When the user turns off the device, the release function registered by the device is called. Therefore, in the release function of the device, we traverse the owner array to clean up the memory block whose owner is the same as the file pointer of the device, so as to achieve the purpose of batch recycling.
9. Address translation of memory
The address translation of the memory is to complete the bidirectional translation of the bus physical address and the virtual logical address, and provide support for the flush/invalidate of the memory cache and the processing to be performed when it is handed over to the FPGA. The system also exposes these two transformation operations to the user layer through two IOCTLs.
In the address translation operation, first find the corresponding vma, then calculate the offset, and finally check whether the identifier corresponding to the vma is a reserved memory block – if so, use the information in the private_data saved by our vma and the offset to complete the relevant calculation.
10. The flush and invalidate operations of the memory cache
When using DDR memory to transfer data between the CPU and its heterogeneous sibling FPGA, flush or invalidate needs to be used to eliminate the impact of the corresponding cache.
First of all, our driver code runs on the CPU. Before the processing of a piece of memory is transferred from the CPU to the FPGA, we need to perform a flush operation on the cache of this piece of memory, so that all changes in the memory cache are written to the DDR. Then the FPGA starts working on it. Secondly, before the processing of a piece of memory is transferred from the FPGA to the CPU, the invalidate operation needs to be performed on the cache of this piece of memory to make the cache content invalid. The next time the CPU reads directly, it will actively load from the DDR to refresh the cache. In this way, the CPU can get along well with the FPGA.

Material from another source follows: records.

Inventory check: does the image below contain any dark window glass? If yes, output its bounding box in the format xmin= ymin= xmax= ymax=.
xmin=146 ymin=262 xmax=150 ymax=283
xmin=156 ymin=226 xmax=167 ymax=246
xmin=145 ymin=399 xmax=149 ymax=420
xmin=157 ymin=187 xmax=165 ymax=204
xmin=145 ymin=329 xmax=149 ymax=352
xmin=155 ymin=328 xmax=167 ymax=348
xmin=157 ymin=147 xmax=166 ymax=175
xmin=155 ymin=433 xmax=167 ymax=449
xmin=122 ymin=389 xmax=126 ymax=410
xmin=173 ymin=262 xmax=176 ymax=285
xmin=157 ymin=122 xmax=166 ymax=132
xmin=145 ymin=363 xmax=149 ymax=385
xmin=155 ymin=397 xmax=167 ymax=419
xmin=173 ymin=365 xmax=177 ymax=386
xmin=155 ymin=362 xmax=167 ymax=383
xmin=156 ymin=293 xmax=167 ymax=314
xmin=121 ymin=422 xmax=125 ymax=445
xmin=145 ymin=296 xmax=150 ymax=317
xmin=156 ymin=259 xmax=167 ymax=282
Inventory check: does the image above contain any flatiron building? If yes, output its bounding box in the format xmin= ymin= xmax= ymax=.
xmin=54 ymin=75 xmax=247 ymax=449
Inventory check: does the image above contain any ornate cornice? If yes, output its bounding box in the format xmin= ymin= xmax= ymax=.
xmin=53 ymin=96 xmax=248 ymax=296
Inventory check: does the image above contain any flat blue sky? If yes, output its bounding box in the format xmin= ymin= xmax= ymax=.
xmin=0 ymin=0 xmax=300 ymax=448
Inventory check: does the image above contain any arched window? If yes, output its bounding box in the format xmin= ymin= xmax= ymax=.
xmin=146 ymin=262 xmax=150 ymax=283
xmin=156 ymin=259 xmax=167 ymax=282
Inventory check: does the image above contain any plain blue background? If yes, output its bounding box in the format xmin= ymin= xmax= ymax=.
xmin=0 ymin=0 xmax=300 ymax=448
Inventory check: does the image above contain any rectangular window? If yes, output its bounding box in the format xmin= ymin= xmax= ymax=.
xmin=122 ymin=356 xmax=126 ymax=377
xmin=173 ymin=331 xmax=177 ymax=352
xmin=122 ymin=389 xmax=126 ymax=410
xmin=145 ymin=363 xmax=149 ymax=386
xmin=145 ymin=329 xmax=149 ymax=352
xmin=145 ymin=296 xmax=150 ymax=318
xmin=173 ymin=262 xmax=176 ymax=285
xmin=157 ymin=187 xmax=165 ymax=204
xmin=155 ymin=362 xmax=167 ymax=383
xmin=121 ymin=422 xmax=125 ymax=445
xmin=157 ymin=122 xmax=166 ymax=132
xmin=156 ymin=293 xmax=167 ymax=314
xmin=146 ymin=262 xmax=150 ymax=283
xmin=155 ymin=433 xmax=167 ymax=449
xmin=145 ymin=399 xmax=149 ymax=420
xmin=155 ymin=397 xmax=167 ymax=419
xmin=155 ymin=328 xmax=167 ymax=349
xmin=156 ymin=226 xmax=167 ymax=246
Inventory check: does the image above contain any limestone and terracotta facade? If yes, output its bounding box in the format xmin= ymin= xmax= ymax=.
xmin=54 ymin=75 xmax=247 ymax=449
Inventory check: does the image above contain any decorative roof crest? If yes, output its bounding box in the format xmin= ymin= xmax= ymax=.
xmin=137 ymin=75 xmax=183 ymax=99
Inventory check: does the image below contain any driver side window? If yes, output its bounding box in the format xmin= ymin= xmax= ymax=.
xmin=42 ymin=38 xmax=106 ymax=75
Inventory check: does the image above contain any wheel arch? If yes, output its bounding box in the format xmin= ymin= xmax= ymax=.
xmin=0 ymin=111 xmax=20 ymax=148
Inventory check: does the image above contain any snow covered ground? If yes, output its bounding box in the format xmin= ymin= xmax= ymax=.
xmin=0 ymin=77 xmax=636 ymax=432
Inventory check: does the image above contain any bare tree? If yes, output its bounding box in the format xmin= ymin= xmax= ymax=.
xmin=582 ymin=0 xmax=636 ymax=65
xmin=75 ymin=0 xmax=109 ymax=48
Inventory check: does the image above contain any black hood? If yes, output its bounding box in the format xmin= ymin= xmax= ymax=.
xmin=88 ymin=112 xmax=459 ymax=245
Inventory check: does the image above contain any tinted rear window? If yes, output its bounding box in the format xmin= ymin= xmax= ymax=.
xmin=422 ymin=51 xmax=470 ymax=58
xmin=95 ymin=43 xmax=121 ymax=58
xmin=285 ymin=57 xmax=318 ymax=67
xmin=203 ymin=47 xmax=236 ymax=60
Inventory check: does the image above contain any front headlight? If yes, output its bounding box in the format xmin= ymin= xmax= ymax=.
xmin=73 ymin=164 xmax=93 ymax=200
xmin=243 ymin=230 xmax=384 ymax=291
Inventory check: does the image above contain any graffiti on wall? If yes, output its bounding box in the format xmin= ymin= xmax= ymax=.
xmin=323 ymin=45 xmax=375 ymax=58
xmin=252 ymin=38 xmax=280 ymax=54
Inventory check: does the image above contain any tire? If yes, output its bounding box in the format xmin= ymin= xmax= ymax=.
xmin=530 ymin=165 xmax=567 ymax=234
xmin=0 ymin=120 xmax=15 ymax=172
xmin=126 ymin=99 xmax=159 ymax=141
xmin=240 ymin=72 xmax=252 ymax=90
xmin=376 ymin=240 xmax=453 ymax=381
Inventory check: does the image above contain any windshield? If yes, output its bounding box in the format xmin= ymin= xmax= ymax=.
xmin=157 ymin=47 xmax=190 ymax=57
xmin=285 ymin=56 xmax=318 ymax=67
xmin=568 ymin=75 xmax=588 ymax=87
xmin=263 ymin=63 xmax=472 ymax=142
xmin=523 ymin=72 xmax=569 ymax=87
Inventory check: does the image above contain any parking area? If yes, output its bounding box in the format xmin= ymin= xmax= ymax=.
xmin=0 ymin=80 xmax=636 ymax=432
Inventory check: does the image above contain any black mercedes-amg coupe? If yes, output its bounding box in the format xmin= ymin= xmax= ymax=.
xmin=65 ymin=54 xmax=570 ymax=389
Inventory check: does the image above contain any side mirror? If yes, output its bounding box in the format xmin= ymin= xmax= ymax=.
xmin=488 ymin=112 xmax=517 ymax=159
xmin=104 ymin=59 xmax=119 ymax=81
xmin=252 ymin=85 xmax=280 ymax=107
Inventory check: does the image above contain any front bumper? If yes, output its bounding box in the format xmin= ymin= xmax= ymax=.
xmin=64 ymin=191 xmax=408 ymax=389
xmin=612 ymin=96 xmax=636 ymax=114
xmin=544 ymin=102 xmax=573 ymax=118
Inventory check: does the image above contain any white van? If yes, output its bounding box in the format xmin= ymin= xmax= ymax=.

For flush and invalidate operations, it is related to the CPU system. EdgeBoard uses A53v8 (corresponding to the AArch64 execution set), and the code for cache flush and invalidate is as follows:
11. Other functional design and consideration in memory driver
The size of each reserved memory block in the reserved memory area mentioned above is 16K. In fact, multiple specifications can be enabled here, so that users will be more convenient to use and have more uses. But the memory management part requires more data to manage.
In addition, we can make some fast and concise solutions for memory sharing between different processes by establishing some IOCTLs, which is also what we can consider in the design of memory drivers.